When a Santa Fean loses her life savings to Bernie Madoff, said Marcia Cohen, the natural reaction is to turn to art.
"It's therapy," Cohen said. "You know how you get to Santa Fe — I'm sure this has happened to you or people you know — and you suddenly turn into an artist? ...
"I was scribbling with charcoal in a little book and using some other pencils. I wasn't taking it too seriously."
One result was a "hideous" 18-by-14-inch drawing of Madoff as a lizard or dragon with claws, a tail and a long, forked tongue, and gold coming out of his eyes.
Another was Madoff riding a pig labeled "SEC."
Cohen and her husband, Larry Cohen, now live in Eldorado, but for years she lived on Manhattan's Upper West Side — "where all we seedy reporters and intellectuals live" — and worked for the
New York Daily News, freelanced for
The New York Times and others, and wrote a 1988 history of "the golden age of feminism" called
The Sisterhood.
She said she began investing with Madoff because her accountant — whose father-in-law, she later learned, had once been Madoff's partner — told her, "This is a nice, safe place.
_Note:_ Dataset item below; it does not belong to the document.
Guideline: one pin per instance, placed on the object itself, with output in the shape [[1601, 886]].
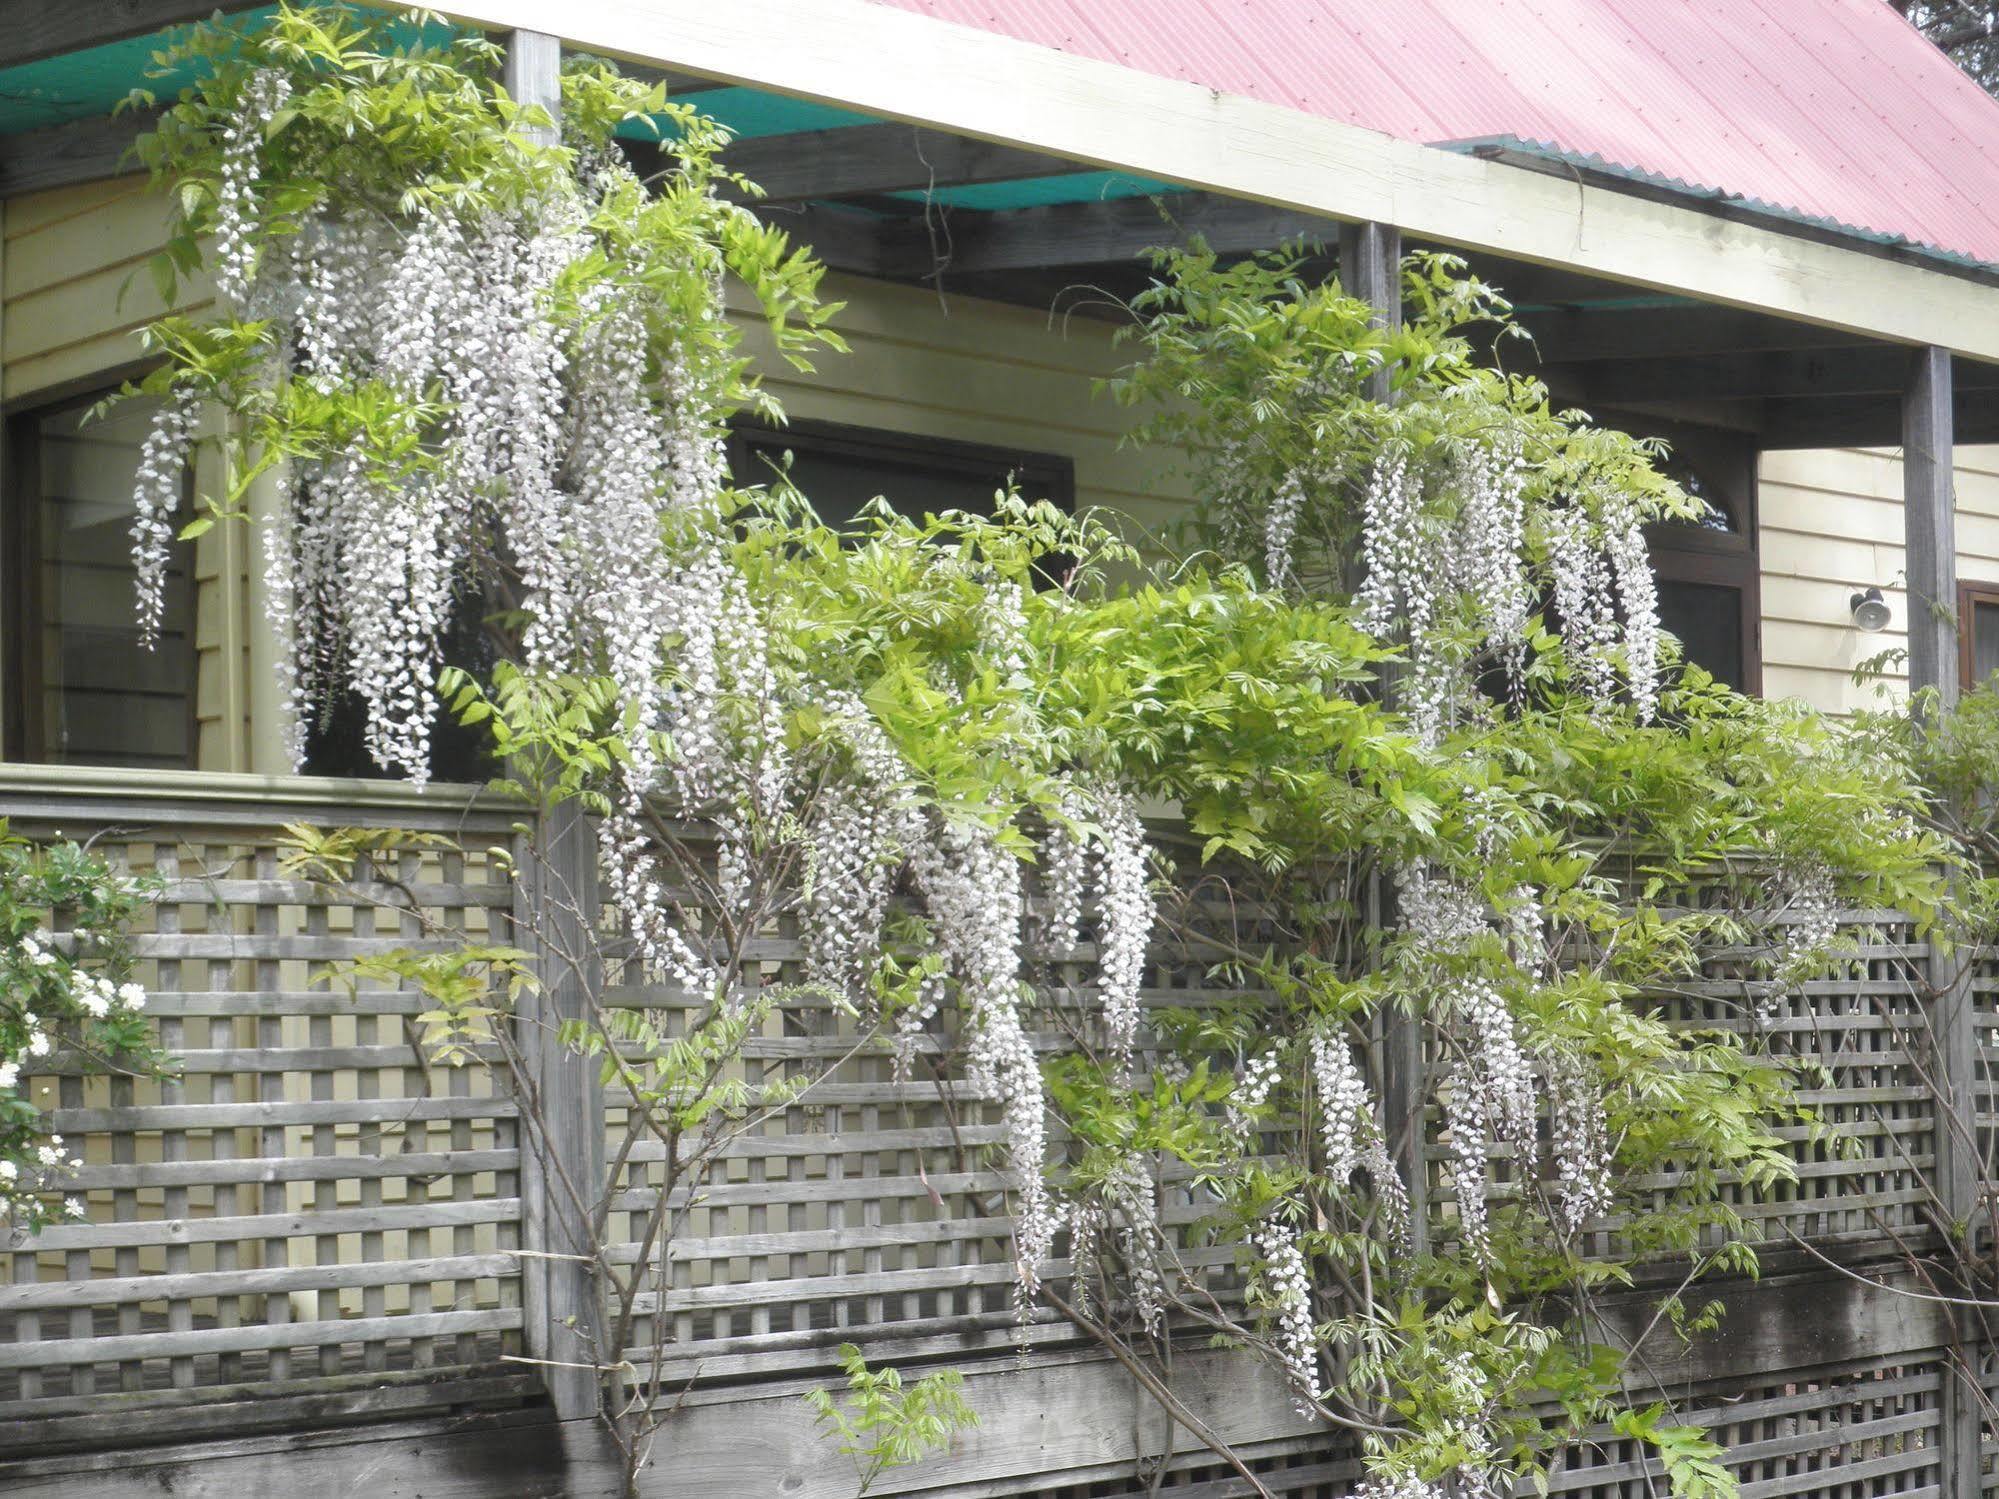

It doesn't make a lot, but it's a nice steady income. You're a poor little writer. What the hell?"
Cohen said she never met Madoff, but visited his office in the "Lipstick Building" to sign up and initially was so pleased with her 10 percent annual interest that she sold her apartment, invested the proceeds with Madoff and lived off the returns. "I thought I was retired," she said. Last year, she was among thousands who discovered their savings had evaporated in a multibillion-dollar Ponzi scheme.
Last March, Madoff pleaded guilty to 11 felonies, was sentenced to 150 years and is now in a federal prison in North Carolina. Various attempts are under way to salvage Madoff's assets, such as an auction of his collections of sports memorabilia, furs and jewelry, including an 18-karat gold Monoblocco Rolex watch valued at up to $87,500, according to
The Wall Street Journal.
Cohen, who is in her 70s, said she doubts she will ever see a penny returned, no longer cares where Madoff is or what he's doing, and blames the U.S. Securities and Exchange Commission for the fiasco. "They said over and over, after many people pointed out to them that this couldn't be good, they told us as little investors — and, believe me, I'm a little investor — that Madoff was safe and good, thereby sucking in an enormous number of people," she said. "They told
The Wall Street Journal that Madoff had passed all inspections."
Madoff isn't Cohen's only portraiture subject. She did Betty Friedan, Gloria Steinem, Kate Millett, Germaine Greer and other feminist leaders when she was working on
The Sisterhood. Some of these portraits were exhibited at Wells Fargo Bank in Santa Fe in 2005. Nine are on the cover of a new edition of her book being published by Sunstone Press of Santa Fe this month.